Russel Farnham was born in Massachusetts in 1784 and left home to join one of two expeditions organized by John Jacob Astor to establish the Pacific Fur Company at the mouth of the Columbia River. Farnham, hired as a clerk, was part of the Tonquin party under Captain Jonathan Thorn who were to travel by sea around Cape Horn arriving on the Pacific coast. However, the party soon met with disaster with the death of Thorn and the destruction of their ship soon after their arrival.
Fur trader
In November 1811, he was one of several men who pursued and captured a group of deserters. He also took part in fighting Indians at The Dalles, building a trading post near Spokane and lived among the Flatheads during the winter of 1812-13. According to Washington Irving, Farnham was ordered by Clark to execute a local Indian who had been caught stealing a silver cup from one of the hunting and trapping camps. He hung the Indian from a sapling on June 1, 1813; this incident caused a great deal of hostility between Farnham's party and the local tribes. In the spring of 1814, he was entrusted with £40,000 in sterling bills as well as papers relating the sale of the Astoria trading post to the British North-West Company and ordered by Wilson P. Hunt, commander of the second expedition, to deliver them to John Jacob Astor via St. Petersburg. Farnham traveled on foot crossing the ice sheet across the Bering Straits and into Kamchatka. He suffered from exposure against the severe and inhospitable Siberian climate and, although leaving Astoria with a small backpack of provisions, suffered from malnutrition having been forced to cut and eat the tops of his own boots to survive. However, he was able to make his way to St. Petersburg and, from Paris eventually arrived in New York City. He was the first American to make the journey, John Ledyard having twice failed to do so.
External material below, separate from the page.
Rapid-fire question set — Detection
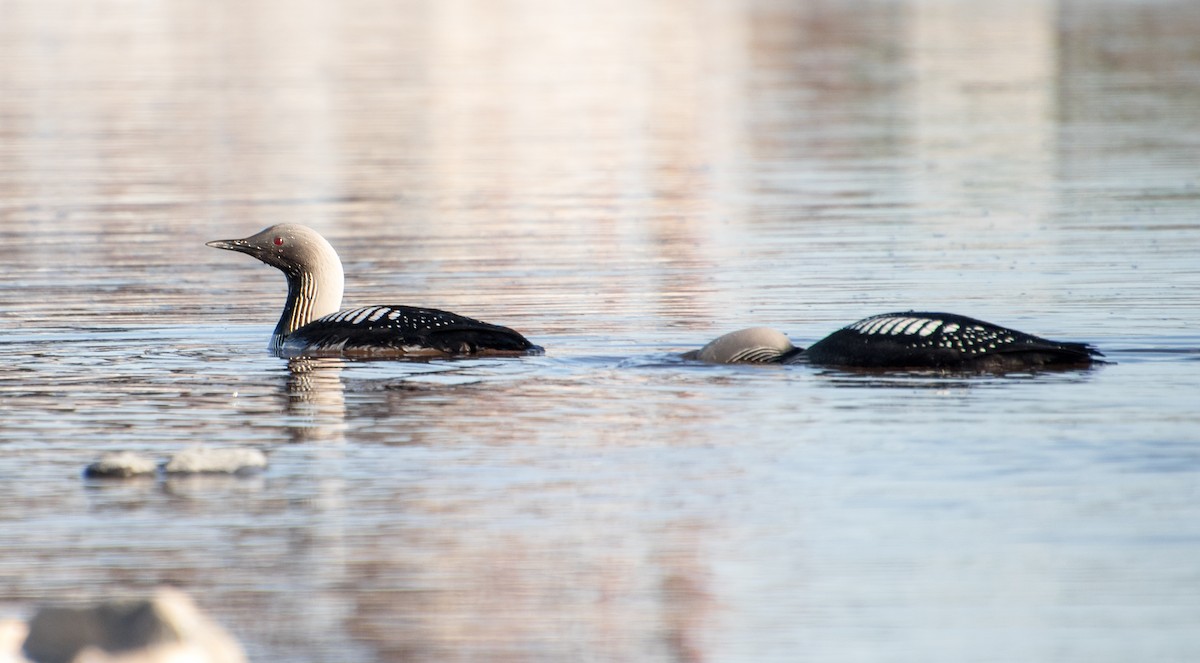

Another account claims Farnham left with Hunt on the Pedler and was dropped off on the coast of Kamchatka on April 3, 1814 and, after arriving in St. Petersburg, instead left from Hamburg, Germany, whereupon he arrived to meet Astor in New York. Employed by Astor to oversee the business interests of American Fur Company in the Great Lakes region, he was arrested by the British as a spy during the War of 1812. Transported for trial to Prairie du Chien, several of his friends appealed to British authorities of his innocence and the charges were eventually dropped. He made one of the first trips into the Midwest United States on behalf of the American Fur Company in 1817, and later formed a partnership with George Davenport trading with the Sauk and Fox in the Missouri Valley. During this time he took a wife from the Menominee tribe named Agathe Wood and had a daughter.
Later years
Moving to St. Louis in 1826, he married a white woman Susan Bosseron, the daughter of Charles Bosseron. That same year, while trading at Fort Armstrong, he and Davenport founded a settlement along the Mississippi River known as Stephenson. Along with the town of Farnhamsburg, the two settlements would eventually become the site of Rock Island, Illinois. He also founded Muscatine, Iowa, after leaving the Rock Island area some years later. He and Ramsey Crooks absorbed the Columbia Fur Company in 1827 and, with former Columbia traders such as Kenneth MacKenzie, the two founded the American Fur Company's Upper Missouri Outfit. He remained in charge of the rival trading post near Fort Edwards and, in 1829, he founded another trading post several miles upriver at present-day Keokuk, Iowa which was run by Mark Aldrich. He died of cholera in St. Louis on October 23, 1832. He reportedly survived only two hours after having been attacked with that then new and fatal disease. His wife and child died of consumption a few years later. His close friend and former trading partner Ramsey Crooks wrote in a letter to Pierre Chouteau, Jr. regarding news of his death.